The AR 20 meter is a research-grade pH meter capable of a variety of functions including automatic temperature compensation, conductivity, and can accept a newer type of electrode called the ion selective field effect transistor (ISFET).

The touchscreen panel provides access to all operating functions, as well as help screens to assist in operation.

Fisher Accumet AB15 Plus

The AB15 Plus is a recent addition to our labs. The AB15 plus has a variety of input and output connections, ISFET capabilities, and automated temperature compensation

Corning Model 250 IonAnalyzer

We have 2 Corning Model 250 IonAnalyzers. These standard digital pH meters have all of the necessary features to use all of the ion-selective electrodes we have. They are not real fancy, but they are solid workhorses.

Homemade pH meters

In an upper level chemistry lab, students have the capability of constructing their own pH meter and interfacing it to a computer. This homemade meter is based on a high impedance operational amplifier wired as a non-inverting amplifier.

Ion Selective Electrodes

We currently have electrodes for the following ions:
Fluoride
Chloride
Nitrate
Nitrite
Ammonium
Lead
Copper
Mercury
Barium
Cadmium

Students may also construct there own liquid membrane electrode in an upper level chemistry course.

Applications of Potentiometry (from the Nico2000, Ltd. site)

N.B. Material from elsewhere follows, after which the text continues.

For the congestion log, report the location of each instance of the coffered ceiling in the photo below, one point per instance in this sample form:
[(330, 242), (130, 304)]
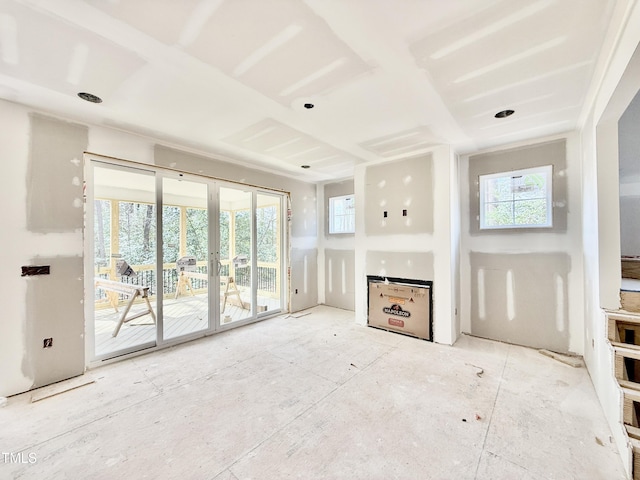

Pollution Monitoring: CN, F, S, Cl, NO3 etc., in effluents, and natural waters.
Agriculture: NO3, Cl, NH4, K, Ca, I, CN in soils, plant material, fertilizers and feedstuffs.
Food Processing: NO3, NO2 in meat preservatives.
Salt content of meat, fish, dairy products, fruit juices, brewing solutions.
F in drinking water and other drinks.
Ca in dairy products and beer.
K in fruit juices and wine making.
Corrosive effect of NO3 in canned foods.
Detergent Manufacture: Ca, Ba, F for studying effects on water quality.
Paper Manufacture: S and Cl in pulping and recovery-cycle liquors.
Explosives: F, Cl, NO3 in explosive materials and combustion products.
Electroplating: F and Cl in etching baths; S in anodising baths.
Biomedical Laboratories: Ca, K, Cl in body fluids (blood, plasma, serum, sweat).
F in skeletal and dental studies.

Many strategies have been explored to create electrodes in which the electrical potential varies with the concentration of some species. The most common electrode in use is the glass membrane pH electrode. The heart of the glass membrane pH electrode is (you guessed it) the glass membrane which ideally only allows H3O+ ions to become incorporated in its inner and outer layer. The inside is filled with a solution that has a fixed concnetration of H3O+. The outside of the membrane is exposed to our solution in question. If there is much more H3O+ in the solution in question compared to the internal solution, the outer layer of the glass membrane will build up a positive charge relative to the inside. This difference in electrical charge across the glass membrane is the membrane potential that depends only on the concentration of H3O+ in the outer solution.

Many types of membranes have been developed (glass, solid state, and even liquid) to detect a wide variety of analytes; but the electrical potential across that membrane is the signal that must be measured. In order to measure this potential, a reference electrode and a meter are required. Most reasonable pH meters are capable of acquiring signals from different types of ion selective electrodes (ISEs).